TRIBUNAL DE JUSTIÇA DO ESTADO DO PIAUÍ
ÓRGÃO JULGADOR : 4ª Câmara Especializada Cível
APELAÇÃO CÍVEL (198) No 0025506-51.2012.8.18.0140
APELANTE: EQUATORIAL PIAUI DISTRIBUIDORA DE ENERGIA S.A
Advogado(s) do reclamante: AYSLAN SIQUEIRA DE OLIVEIRA
APELADO: SEBASTIANA MARIA DE AGUIAR
RELATOR(A): Desembargador RAIMUNDO NONATO DA COSTA ALENCAR
EMENTA
EMBARGOS DE DECLARAÇÃO – AUSÊNCIA DOS VÍCIOS APONTADOS - PRETENSÃO DE REEXAME DA LIDE – IMPOSSIBILIDADE – EMBARGOS NÃO PROVIDOS.
1. Inexistem, no acórdão embargado, as supostas falhas suscitadas.
2. Os aclaratórios, como se conclui, buscam revisitar, indevidamente, questões já decididas.
3. Recurso não provido.
RELATÓRIO
APELAÇÃO CÍVEL (198) -0025506-51.2012.8.18.0140
Origem:
APELANTE: EQUATORIAL PIAUI DISTRIBUIDORA DE ENERGIA S.A
Advogado do(a) APELANTE: AYSLAN SIQUEIRA DE OLIVEIRA - PI4640-A
APELADO: SEBASTIANA MARIA DE AGUIAR
RELATOR(A): Desembargador RAIMUNDO NONATO DA COSTA ALENCAR
SEBASTIANA MARIA DE AGUIAR, inconformada com o desfecho do julgamento da apelação cível versada nestes autos, nos quais contende com EQUATORIAL PIAUI DISTRIBUIDORA DE ENERGIA S.A, vem de opor os presentes EMBARGOS DE DECLARAÇÃO, fulcrando-os no artigo 1.022, do Código de Processo Civil, a fim de que seja sanada omissão que entende existente no acórdão respectivo.
Para tanto, alega a embargante, em suma, que a decisão recorrida incorrera no citado vício, vez que não se pronunciara adequadamente sobre a perícia unilateral e a possibilidade de efetuar o corte do fornecimento de energia com base em recuperação de consumo. Ao final, clama pela procedência dos embargos.
Nas contrarrazões, o embargado, em síntese, contesta os argumentos expendidos no recurso, de forma a deixar transparecer, em suma, que o magistrado dera à lide o melhor desfecho. Ao final, pede a improcedência dos embargos.

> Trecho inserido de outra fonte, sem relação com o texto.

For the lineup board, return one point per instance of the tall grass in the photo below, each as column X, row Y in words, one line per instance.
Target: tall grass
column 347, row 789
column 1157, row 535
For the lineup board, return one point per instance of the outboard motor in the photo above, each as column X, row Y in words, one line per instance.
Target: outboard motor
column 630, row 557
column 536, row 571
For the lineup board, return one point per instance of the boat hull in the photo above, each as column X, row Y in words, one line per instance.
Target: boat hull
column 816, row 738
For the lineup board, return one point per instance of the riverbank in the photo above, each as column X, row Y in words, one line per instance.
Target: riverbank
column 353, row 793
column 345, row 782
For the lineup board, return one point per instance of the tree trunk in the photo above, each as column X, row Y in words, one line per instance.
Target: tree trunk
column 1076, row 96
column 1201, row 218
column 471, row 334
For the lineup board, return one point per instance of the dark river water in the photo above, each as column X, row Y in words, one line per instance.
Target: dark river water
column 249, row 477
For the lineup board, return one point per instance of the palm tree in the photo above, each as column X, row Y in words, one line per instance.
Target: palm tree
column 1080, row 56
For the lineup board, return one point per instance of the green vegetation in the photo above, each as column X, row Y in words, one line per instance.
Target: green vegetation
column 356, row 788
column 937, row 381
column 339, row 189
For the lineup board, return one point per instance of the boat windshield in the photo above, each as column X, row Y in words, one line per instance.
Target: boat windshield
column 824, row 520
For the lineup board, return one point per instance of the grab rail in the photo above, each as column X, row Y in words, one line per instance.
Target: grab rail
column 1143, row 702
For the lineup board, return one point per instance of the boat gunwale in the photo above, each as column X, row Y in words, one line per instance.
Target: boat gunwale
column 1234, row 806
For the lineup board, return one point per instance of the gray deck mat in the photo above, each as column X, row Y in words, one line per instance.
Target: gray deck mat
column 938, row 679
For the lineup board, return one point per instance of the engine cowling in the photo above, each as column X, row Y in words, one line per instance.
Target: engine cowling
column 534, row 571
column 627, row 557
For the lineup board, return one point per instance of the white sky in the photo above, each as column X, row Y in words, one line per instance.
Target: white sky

É o quanto basta relatar, a fim de se passar ao voto.
VOTO
O SENHOR DESEMBARGADOR RAIMUNDO NONATO DA COSTA ALENCAR (votando): Senhores julgadores, como relatado, argumenta a embargante que o acórdão recorrido incorrera em omissão, vez que não se pronunciara adequadamente sobre a perícia unilateral e a possibilidade de efetuar o corte do fornecimento de energia com base em recuperação de consumo.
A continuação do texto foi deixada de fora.